Dollar, Equities mixed after global PMI data. Gold, Aud higher. RBA today

Foreign Exchange


AUD/USD:  0.9225
EUR/USD: 1.3065

Having held 1.3000 in Asia, the slightly improved EU data helped the Euro squeeze a little higher through the European session. EU unemployment came in slightly better than expected at 12.1% (v 12.3% exp) but above the previous 12.0%, while the flash PMI's, although still in contraction mode, were generally slightly improved from the previous readings:  EU manufacturing PMI for June: 48.8 (v 48.7 exp), with Germany at 48.6 (v 48.3 exp), France 48.4 (48.3 exp) and Italy, the big improver at 49.1 (exp 47.8).
 
Later in the US, the ISM manufacturing index rose more than expected to 50.9 in June, back to expansion territory and helped to generally underpin the dollar as risk sentiment improved. Some caution was apparent though, ahead of Fridays NFP and US Jobs data, after the employment index declined to 48.7 from 50.1 in May, falling below 50  for the first time since September 2009.
 
For its part, Eur/Usd has had a reasonably quiet 1.3004/1.3066 range and most of the action took place elsewhere as the market now awaits the ECB rate decision on Thursday (no change expected), to be followed up by Mario Draghi's press conference, likely to be a rather dovish affair, and which today helped to limit any further Euro gains.
 
Technically there is little to add from the weekend outlook.
 
There is good buying interest in the 1.2985/1.3000 area and the Euro looks likely to hold this in the short term at least although a break would suggest a run down to 1.2940 (76.4% 1.2796/1.3415) and then 1.2900, ahead of 50% Fibo support of 1.2042/ 1.3710 at 1.2876 and weekly cloud support at 1.2840. Below here 1.2796 comes into play and should be strong support having been the 17 May low and is also the neckline of the Head/Shoulder formation that we have been watching for the last few months.
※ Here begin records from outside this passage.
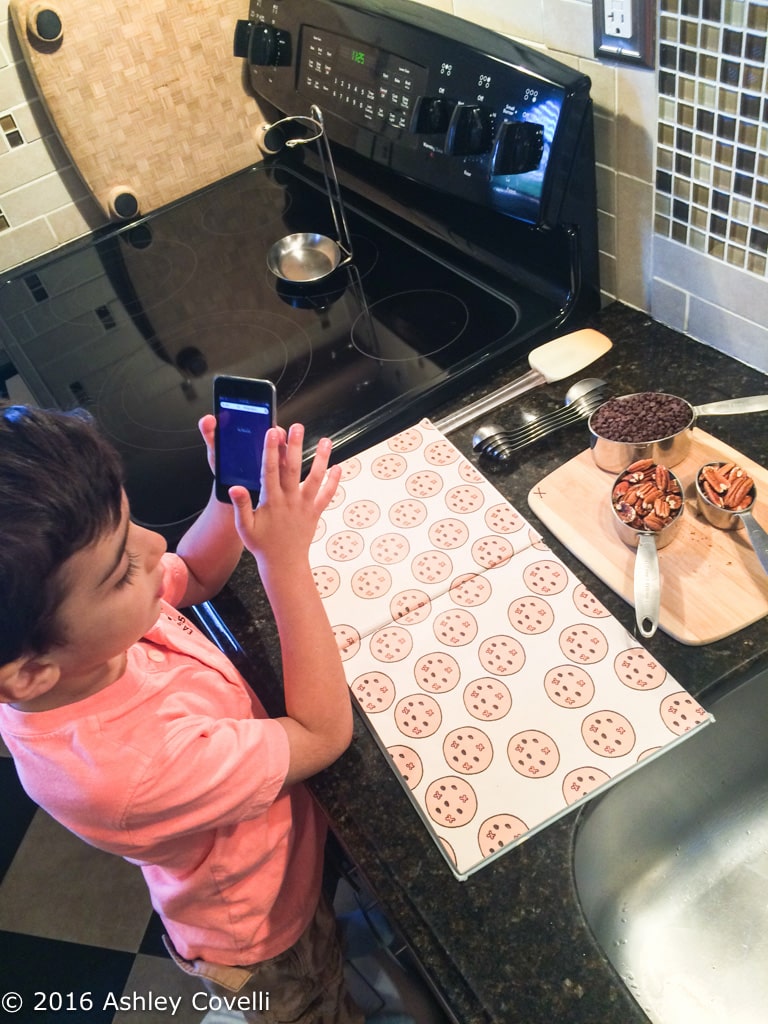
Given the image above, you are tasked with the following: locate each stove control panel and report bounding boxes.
[234,0,593,227]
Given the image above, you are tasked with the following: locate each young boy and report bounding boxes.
[0,400,364,1023]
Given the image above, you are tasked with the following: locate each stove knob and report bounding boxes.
[490,120,544,175]
[248,24,292,66]
[233,19,251,59]
[409,96,454,134]
[444,104,493,156]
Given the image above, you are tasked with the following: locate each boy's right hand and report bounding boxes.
[228,424,341,569]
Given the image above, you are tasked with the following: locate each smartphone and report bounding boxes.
[213,375,277,504]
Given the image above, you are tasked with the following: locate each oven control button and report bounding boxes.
[233,19,251,59]
[409,96,455,135]
[444,103,493,156]
[490,120,544,175]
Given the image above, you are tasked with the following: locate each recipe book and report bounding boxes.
[309,419,713,879]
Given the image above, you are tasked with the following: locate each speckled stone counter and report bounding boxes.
[205,302,768,1024]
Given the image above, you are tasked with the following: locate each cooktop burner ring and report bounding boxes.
[93,308,314,451]
[350,290,470,361]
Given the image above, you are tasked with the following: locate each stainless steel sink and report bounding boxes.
[573,666,768,1024]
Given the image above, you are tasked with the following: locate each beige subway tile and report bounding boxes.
[454,0,544,45]
[543,0,594,61]
[0,217,58,272]
[615,173,653,310]
[47,194,106,244]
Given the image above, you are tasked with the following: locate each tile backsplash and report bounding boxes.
[2,0,768,372]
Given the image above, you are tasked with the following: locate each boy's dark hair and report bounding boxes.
[0,403,124,664]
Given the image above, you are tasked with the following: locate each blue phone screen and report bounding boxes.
[217,397,272,491]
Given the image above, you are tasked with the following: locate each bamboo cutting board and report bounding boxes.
[10,0,268,218]
[528,429,768,645]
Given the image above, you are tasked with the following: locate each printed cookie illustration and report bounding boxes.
[312,565,341,599]
[370,532,410,564]
[326,530,365,562]
[581,710,636,758]
[543,665,595,708]
[433,609,479,647]
[424,438,460,466]
[445,483,485,514]
[428,517,470,550]
[405,469,443,498]
[523,559,568,595]
[350,565,392,599]
[371,452,407,479]
[439,838,457,865]
[660,691,706,734]
[477,814,528,857]
[425,776,478,828]
[485,502,525,534]
[477,635,526,676]
[561,766,611,805]
[369,625,413,663]
[394,694,442,738]
[350,671,396,713]
[508,596,555,634]
[458,459,483,483]
[389,498,428,528]
[313,518,327,543]
[343,499,381,530]
[443,727,494,774]
[411,549,453,585]
[390,589,432,625]
[559,624,609,664]
[414,652,460,693]
[572,584,611,618]
[463,678,512,721]
[508,730,560,778]
[614,647,667,690]
[333,624,361,660]
[326,485,346,510]
[339,457,362,481]
[449,573,493,608]
[387,744,423,789]
[529,527,548,550]
[471,535,515,569]
[388,427,423,453]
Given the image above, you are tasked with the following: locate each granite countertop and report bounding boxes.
[207,302,768,1024]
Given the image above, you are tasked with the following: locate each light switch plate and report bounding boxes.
[593,0,655,67]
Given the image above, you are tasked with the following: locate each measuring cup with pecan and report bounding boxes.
[611,458,685,638]
[696,461,768,576]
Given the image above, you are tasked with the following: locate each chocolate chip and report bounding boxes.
[591,393,691,442]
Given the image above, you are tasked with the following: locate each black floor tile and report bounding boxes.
[0,758,37,882]
[0,930,134,1023]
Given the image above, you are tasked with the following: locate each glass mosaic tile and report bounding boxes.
[657,1,768,272]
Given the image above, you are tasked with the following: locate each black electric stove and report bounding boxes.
[0,0,599,545]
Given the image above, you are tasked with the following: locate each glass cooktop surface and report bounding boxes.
[1,161,533,542]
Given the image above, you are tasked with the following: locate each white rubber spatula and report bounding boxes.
[435,328,612,434]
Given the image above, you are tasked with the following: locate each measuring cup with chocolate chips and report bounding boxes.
[588,392,768,473]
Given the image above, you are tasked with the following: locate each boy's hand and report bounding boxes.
[198,414,217,477]
[229,424,341,566]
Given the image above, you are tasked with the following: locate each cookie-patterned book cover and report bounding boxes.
[310,419,713,879]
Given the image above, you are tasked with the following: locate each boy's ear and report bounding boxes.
[0,656,61,704]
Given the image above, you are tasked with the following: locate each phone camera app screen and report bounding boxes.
[218,398,271,490]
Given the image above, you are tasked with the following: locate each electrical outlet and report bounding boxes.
[594,0,655,67]
[604,0,633,39]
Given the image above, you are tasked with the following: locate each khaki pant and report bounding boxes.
[165,894,365,1024]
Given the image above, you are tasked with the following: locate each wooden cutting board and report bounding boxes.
[10,0,269,218]
[528,429,768,645]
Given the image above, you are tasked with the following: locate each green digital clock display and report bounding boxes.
[351,49,366,65]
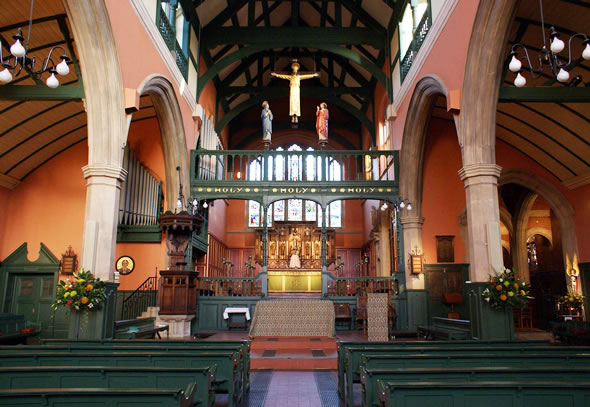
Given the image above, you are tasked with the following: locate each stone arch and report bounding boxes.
[458,0,517,165]
[137,75,190,211]
[526,228,553,248]
[499,169,578,285]
[399,75,459,289]
[62,0,127,280]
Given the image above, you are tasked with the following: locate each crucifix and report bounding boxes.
[271,59,319,125]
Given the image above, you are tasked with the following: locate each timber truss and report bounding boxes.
[189,148,399,207]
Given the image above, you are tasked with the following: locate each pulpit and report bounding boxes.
[159,270,198,315]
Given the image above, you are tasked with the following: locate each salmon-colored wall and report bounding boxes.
[115,116,168,291]
[105,0,198,150]
[495,140,590,263]
[421,118,466,263]
[207,199,228,244]
[0,142,87,266]
[389,1,480,149]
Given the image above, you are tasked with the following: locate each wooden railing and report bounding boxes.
[197,277,262,297]
[326,276,396,297]
[191,149,397,183]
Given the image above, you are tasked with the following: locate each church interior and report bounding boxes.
[0,0,589,406]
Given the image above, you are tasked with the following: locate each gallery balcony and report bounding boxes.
[189,149,399,204]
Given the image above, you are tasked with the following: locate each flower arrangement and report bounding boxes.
[558,293,584,314]
[482,268,533,309]
[52,269,106,312]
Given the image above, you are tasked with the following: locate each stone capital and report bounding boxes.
[459,164,502,188]
[400,215,425,226]
[82,164,127,182]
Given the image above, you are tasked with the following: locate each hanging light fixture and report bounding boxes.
[381,198,412,212]
[508,0,589,87]
[0,0,70,87]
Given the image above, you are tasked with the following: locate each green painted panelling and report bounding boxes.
[424,264,471,320]
[195,297,261,332]
[0,85,84,101]
[405,289,428,330]
[116,225,162,243]
[466,282,515,340]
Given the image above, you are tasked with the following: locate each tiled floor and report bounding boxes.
[263,371,324,407]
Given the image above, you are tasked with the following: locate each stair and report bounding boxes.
[250,336,337,370]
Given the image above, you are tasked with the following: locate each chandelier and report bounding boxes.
[508,0,589,87]
[381,199,412,212]
[0,0,70,88]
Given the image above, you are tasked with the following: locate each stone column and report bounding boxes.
[399,215,427,330]
[459,164,514,340]
[399,215,425,289]
[81,165,127,281]
[458,164,503,282]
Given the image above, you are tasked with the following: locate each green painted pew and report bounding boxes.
[4,342,250,394]
[340,341,557,406]
[0,384,196,407]
[40,338,251,391]
[0,365,215,407]
[376,380,590,407]
[361,366,590,407]
[0,351,242,407]
[336,339,548,399]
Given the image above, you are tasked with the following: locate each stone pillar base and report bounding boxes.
[466,282,515,340]
[159,315,195,338]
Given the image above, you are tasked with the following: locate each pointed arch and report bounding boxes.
[137,75,190,211]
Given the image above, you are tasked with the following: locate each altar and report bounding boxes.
[268,270,322,292]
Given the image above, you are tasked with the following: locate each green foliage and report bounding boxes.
[482,268,533,309]
[52,269,106,312]
[558,294,584,314]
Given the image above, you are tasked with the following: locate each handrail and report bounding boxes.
[120,276,158,320]
[191,149,398,183]
[197,275,263,297]
[325,274,396,297]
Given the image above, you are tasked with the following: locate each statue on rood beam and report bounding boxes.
[261,101,273,148]
[316,102,329,148]
[271,59,319,125]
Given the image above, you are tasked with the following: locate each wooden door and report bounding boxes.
[13,274,55,333]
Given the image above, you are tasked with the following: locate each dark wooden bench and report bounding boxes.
[0,350,242,407]
[337,339,550,404]
[376,380,590,407]
[114,317,169,339]
[551,320,590,345]
[0,365,215,407]
[0,384,196,407]
[38,338,251,393]
[417,317,471,340]
[0,313,40,345]
[361,366,590,407]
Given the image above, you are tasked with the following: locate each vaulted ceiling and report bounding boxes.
[188,0,402,144]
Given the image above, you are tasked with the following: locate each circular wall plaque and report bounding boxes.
[115,255,135,275]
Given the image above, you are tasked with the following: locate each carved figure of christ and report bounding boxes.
[271,61,319,123]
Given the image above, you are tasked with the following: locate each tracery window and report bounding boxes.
[247,144,342,227]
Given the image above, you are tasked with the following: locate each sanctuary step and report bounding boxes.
[250,336,337,370]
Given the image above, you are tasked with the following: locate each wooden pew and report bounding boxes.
[0,383,196,407]
[361,366,590,407]
[4,342,251,395]
[337,339,549,402]
[416,317,471,340]
[0,365,215,407]
[0,313,40,345]
[344,345,590,407]
[0,351,242,407]
[376,380,590,407]
[40,338,251,391]
[114,317,169,339]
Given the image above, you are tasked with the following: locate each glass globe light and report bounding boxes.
[46,73,59,88]
[582,43,590,60]
[56,59,70,76]
[0,68,13,84]
[508,55,522,72]
[399,201,405,209]
[10,39,25,58]
[550,37,565,53]
[514,72,526,87]
[557,68,570,83]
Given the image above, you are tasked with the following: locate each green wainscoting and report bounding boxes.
[195,297,261,332]
[424,264,470,320]
[405,290,428,330]
[0,243,69,339]
[467,282,515,340]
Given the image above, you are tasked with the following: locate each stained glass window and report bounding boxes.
[329,200,342,227]
[274,200,285,221]
[305,201,317,222]
[248,201,260,227]
[288,199,303,221]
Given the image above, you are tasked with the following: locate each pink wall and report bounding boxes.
[387,1,480,150]
[105,0,198,150]
[421,118,466,264]
[0,142,87,265]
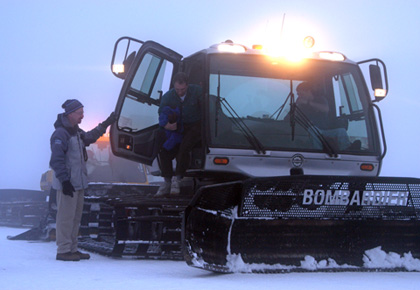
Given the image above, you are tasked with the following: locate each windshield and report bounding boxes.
[208,54,376,154]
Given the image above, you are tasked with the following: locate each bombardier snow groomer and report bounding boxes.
[109,37,420,272]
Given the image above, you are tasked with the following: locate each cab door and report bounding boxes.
[110,40,182,165]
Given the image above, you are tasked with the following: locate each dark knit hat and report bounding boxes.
[62,99,83,115]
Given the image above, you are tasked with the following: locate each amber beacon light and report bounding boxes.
[213,157,229,165]
[360,163,374,171]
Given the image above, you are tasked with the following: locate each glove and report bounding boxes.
[101,112,117,128]
[62,180,75,197]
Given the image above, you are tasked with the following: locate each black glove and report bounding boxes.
[101,112,117,128]
[62,180,75,197]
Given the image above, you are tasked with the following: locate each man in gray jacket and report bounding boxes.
[50,99,115,261]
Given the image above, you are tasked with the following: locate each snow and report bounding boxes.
[363,247,420,271]
[2,227,420,290]
[193,237,420,274]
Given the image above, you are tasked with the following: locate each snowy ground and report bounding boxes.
[1,227,420,290]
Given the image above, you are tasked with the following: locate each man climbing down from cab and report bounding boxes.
[155,72,202,197]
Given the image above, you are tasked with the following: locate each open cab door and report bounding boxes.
[110,38,182,165]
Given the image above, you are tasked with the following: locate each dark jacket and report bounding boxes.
[49,113,106,190]
[158,84,202,125]
[159,106,183,150]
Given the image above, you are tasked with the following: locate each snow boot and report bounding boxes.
[73,250,91,260]
[154,178,171,197]
[56,252,80,261]
[170,176,181,195]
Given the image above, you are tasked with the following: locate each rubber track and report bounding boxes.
[195,263,416,274]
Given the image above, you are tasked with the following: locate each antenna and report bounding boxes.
[280,13,286,42]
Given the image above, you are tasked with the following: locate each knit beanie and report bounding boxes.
[62,99,83,115]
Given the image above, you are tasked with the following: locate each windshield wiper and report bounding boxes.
[270,91,292,120]
[218,97,266,154]
[286,80,337,157]
[292,105,338,157]
[215,72,266,154]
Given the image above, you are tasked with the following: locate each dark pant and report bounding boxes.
[159,121,201,178]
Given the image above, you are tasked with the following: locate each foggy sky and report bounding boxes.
[1,0,419,190]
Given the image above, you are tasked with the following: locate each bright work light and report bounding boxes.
[374,89,387,98]
[112,64,125,73]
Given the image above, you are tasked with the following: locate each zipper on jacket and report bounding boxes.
[76,132,85,186]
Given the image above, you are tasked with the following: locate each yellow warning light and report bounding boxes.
[360,163,374,171]
[303,36,315,48]
[125,144,132,150]
[252,44,264,50]
[112,64,125,73]
[213,157,229,165]
[260,35,315,63]
[266,46,312,63]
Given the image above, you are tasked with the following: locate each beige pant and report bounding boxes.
[56,189,84,254]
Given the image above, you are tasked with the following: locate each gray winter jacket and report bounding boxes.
[49,113,106,190]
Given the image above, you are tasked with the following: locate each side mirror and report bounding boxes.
[369,64,382,90]
[111,37,144,79]
[358,58,388,102]
[369,64,387,101]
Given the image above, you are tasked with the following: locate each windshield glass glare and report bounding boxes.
[208,54,374,154]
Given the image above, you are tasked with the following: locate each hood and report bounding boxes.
[54,113,78,135]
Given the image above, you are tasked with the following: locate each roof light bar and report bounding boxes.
[318,52,345,61]
[217,43,246,53]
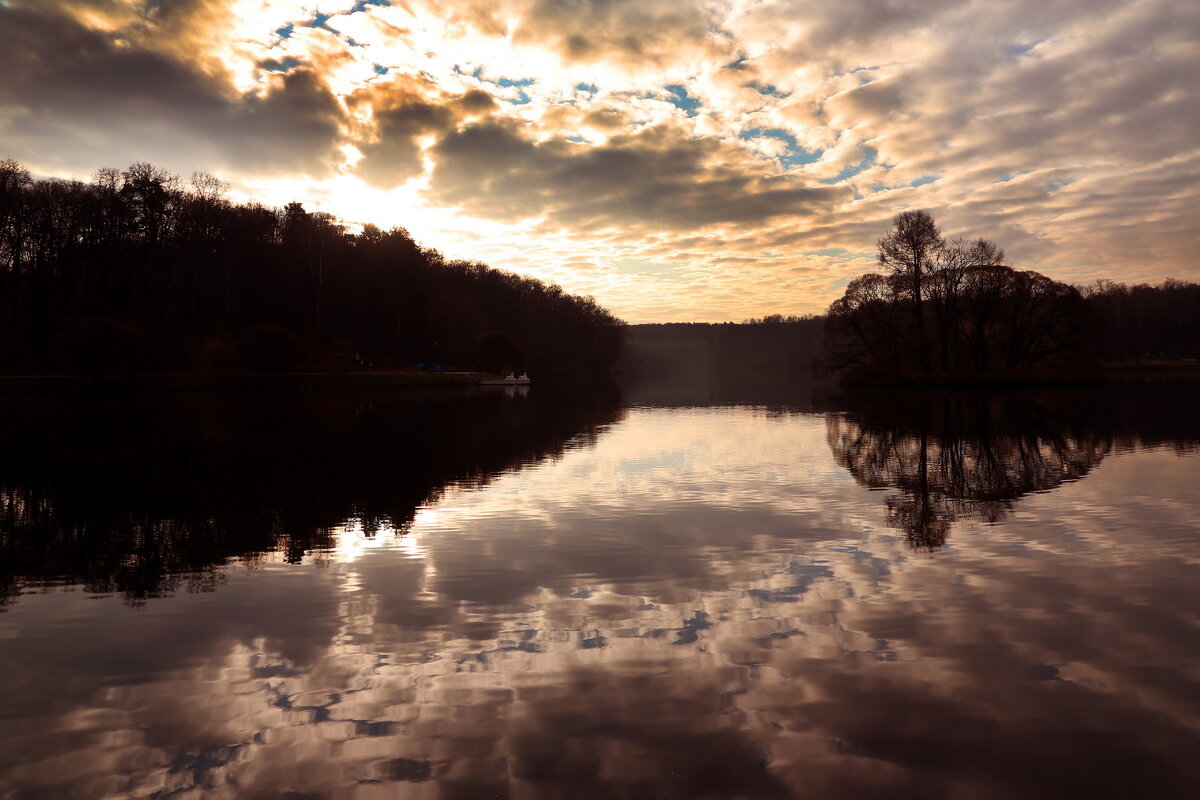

A break would see much lower levels but at this stage not worth getting excited about.
 
On the topside, the short term resistance is at 1.3065, above which we would see 1.3085 (23.6% of 1.3415/1.2985) and possibly 1.3100 again. Above that would head towards 1.3147 (38.2% of 1.3415/1.2985) and then possibly 1.3200 (50%), although this looks unlikely today.
 
I still prefer selling in the 1.3100/50 area, so patience is required and while the Euro is chopping around between 1.30/1.31 there is not too much interest to become involved. Today's economic highlight will be the US Factory orders and it could be another choppy session, going nowhere fast while the market sits tight ahead of the ECB, and on Friday the NFP.